Originally posted by calan
Yeah I know... but I'm looking at... other things being equal (imagine that 2D fight for a moment)... what is the most important thing to consider from a turning standpoint?
OK if you insist on a 2D low'n'slow fight:
1 circle fight - I'd say that a small turning circle is the most important thing. If you can move inside your enemies circle, he'll never get his guns on you. He will either circle you and fly into your guns or if the difference in radius is big enough, you reverse at the right moment and get a snap shot at him (add a little 3rd dimmention and you can saddle up in a rolling maneuver). However, the plane with smaller minimum circle will usually also have better turn rate if matching the circle of the other one.
2 circles fight (8 figure) - turn rate is more important. First one to come around will get the 1st shot.

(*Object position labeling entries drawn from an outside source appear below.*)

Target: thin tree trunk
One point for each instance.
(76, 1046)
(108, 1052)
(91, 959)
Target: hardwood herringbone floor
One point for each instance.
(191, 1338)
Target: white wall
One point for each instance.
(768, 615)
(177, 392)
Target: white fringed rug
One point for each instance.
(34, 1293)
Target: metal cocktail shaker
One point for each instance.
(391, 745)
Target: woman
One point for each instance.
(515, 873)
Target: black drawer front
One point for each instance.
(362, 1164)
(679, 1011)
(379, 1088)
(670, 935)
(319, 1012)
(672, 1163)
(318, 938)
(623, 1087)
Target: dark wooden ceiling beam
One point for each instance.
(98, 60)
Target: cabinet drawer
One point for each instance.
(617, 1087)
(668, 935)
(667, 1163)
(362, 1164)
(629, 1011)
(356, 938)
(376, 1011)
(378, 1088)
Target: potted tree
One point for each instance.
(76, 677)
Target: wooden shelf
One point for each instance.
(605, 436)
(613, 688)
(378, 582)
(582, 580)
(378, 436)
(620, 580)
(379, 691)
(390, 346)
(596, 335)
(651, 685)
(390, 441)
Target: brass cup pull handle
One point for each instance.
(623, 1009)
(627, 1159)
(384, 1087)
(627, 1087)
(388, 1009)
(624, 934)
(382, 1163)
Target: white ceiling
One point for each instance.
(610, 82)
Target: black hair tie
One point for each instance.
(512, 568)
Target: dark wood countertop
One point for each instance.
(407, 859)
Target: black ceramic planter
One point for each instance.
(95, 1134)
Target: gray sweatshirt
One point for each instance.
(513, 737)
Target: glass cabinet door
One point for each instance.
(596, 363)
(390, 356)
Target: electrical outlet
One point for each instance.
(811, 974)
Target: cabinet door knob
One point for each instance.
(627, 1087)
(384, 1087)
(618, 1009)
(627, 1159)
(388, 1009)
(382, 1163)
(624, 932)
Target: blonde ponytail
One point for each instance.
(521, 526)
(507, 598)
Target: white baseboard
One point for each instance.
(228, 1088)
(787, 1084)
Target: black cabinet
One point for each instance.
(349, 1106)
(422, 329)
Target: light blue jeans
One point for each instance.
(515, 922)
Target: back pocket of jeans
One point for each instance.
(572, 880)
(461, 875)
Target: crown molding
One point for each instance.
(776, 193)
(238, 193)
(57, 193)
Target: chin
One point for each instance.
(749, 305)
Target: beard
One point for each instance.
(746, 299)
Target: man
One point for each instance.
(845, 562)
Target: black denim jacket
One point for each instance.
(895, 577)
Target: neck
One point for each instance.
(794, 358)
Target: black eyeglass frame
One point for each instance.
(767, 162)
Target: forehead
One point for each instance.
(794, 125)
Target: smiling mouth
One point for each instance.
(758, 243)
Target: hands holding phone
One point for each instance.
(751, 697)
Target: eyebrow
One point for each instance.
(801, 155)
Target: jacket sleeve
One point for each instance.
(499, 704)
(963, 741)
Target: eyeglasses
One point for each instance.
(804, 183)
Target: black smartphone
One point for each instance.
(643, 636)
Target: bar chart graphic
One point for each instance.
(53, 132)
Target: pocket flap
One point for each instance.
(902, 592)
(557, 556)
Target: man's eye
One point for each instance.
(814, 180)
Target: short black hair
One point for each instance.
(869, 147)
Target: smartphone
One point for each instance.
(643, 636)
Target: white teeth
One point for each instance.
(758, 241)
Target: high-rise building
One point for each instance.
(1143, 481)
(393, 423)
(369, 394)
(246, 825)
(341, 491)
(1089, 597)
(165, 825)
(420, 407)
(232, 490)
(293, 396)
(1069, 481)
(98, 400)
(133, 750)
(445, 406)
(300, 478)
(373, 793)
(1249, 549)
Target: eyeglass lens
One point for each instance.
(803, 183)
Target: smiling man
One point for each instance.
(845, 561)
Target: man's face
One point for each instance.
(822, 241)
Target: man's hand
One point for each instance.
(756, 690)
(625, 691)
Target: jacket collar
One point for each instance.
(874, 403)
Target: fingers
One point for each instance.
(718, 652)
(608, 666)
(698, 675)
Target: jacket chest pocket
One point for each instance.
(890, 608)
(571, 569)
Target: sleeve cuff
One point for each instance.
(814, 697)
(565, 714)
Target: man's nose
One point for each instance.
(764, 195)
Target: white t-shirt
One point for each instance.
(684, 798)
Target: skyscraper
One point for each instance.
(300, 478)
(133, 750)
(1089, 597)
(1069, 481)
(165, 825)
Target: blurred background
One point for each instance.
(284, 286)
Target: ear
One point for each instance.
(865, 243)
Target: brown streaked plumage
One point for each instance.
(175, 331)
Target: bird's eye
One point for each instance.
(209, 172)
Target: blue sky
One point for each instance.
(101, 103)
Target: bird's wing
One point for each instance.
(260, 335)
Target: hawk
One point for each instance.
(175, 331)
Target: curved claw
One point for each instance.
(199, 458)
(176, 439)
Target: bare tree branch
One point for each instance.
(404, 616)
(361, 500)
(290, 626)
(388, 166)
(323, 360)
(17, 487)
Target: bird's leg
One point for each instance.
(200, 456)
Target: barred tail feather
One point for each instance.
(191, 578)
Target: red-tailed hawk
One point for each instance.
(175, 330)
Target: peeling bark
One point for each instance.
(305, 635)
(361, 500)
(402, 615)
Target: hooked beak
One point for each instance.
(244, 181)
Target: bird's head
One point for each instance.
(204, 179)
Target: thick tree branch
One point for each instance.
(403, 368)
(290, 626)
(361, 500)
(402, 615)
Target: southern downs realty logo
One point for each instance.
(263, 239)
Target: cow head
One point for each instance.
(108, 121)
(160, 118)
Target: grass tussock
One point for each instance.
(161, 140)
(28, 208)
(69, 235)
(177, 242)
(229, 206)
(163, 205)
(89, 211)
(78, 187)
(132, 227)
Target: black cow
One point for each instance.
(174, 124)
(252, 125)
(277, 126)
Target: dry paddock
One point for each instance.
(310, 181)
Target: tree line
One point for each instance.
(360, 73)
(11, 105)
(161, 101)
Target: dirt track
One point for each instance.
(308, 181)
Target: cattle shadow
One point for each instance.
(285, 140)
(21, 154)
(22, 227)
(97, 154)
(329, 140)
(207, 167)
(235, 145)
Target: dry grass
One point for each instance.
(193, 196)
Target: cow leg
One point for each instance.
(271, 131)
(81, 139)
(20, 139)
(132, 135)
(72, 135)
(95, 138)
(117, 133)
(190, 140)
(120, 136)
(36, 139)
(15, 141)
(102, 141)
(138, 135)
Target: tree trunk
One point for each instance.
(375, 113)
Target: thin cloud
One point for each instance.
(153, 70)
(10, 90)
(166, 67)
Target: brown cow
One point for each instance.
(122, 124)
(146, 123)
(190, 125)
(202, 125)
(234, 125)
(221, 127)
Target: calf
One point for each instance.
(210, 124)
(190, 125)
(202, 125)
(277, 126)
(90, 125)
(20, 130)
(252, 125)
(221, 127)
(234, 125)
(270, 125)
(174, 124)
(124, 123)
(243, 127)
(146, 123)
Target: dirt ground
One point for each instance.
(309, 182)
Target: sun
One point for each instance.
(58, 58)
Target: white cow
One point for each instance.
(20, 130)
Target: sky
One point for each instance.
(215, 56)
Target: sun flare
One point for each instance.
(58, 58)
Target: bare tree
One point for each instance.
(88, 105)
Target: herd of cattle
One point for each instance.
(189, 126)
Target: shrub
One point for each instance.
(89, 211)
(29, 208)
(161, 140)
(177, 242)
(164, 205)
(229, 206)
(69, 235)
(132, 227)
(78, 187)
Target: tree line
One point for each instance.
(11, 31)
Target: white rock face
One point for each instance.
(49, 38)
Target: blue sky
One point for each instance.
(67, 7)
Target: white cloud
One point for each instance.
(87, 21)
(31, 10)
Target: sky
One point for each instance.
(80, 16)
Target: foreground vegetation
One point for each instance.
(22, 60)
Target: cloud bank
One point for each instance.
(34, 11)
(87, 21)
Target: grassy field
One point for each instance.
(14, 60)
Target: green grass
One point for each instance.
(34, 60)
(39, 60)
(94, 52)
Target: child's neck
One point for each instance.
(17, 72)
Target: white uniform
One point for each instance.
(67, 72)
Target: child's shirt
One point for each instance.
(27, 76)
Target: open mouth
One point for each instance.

If you start with a lot of speed turn rate is not a factor since both planes are limited by 6G blackout. when the speed is a little slower, instantaneous turn rate will give you initial advantage on the 1st circle, but then you'll get to a slow sustained turning. Turn radius is king in this case as you can choose to commit, blow you E and achieve a much smaller turning circle thus starting the fight in a more favorable position (inside his circle, non co-centric circles).
Speaking of deceleration... I need a good test for it. Not for energy retention (where the plane naturally bleeds E), but for purposely slowing a plane as fast as possible. The problems I'm running into for designing a test are when and how (and if you can) deploy flaps and use rudder.
How about this:
Climb, dive down to the deck for high initial speed (say 350 mph) and pull a hard flat turn limited either by blackout initially (don't over do it or you get locked) or the stall horn when speed drops. If you want to loose even more speed, cross controls - turn left and deploy full right rudder sustaining the turn with left ailerons. Deploy flaps if you can and want.
Film it and the in film viewer measure the time from 350 to say 150 mph.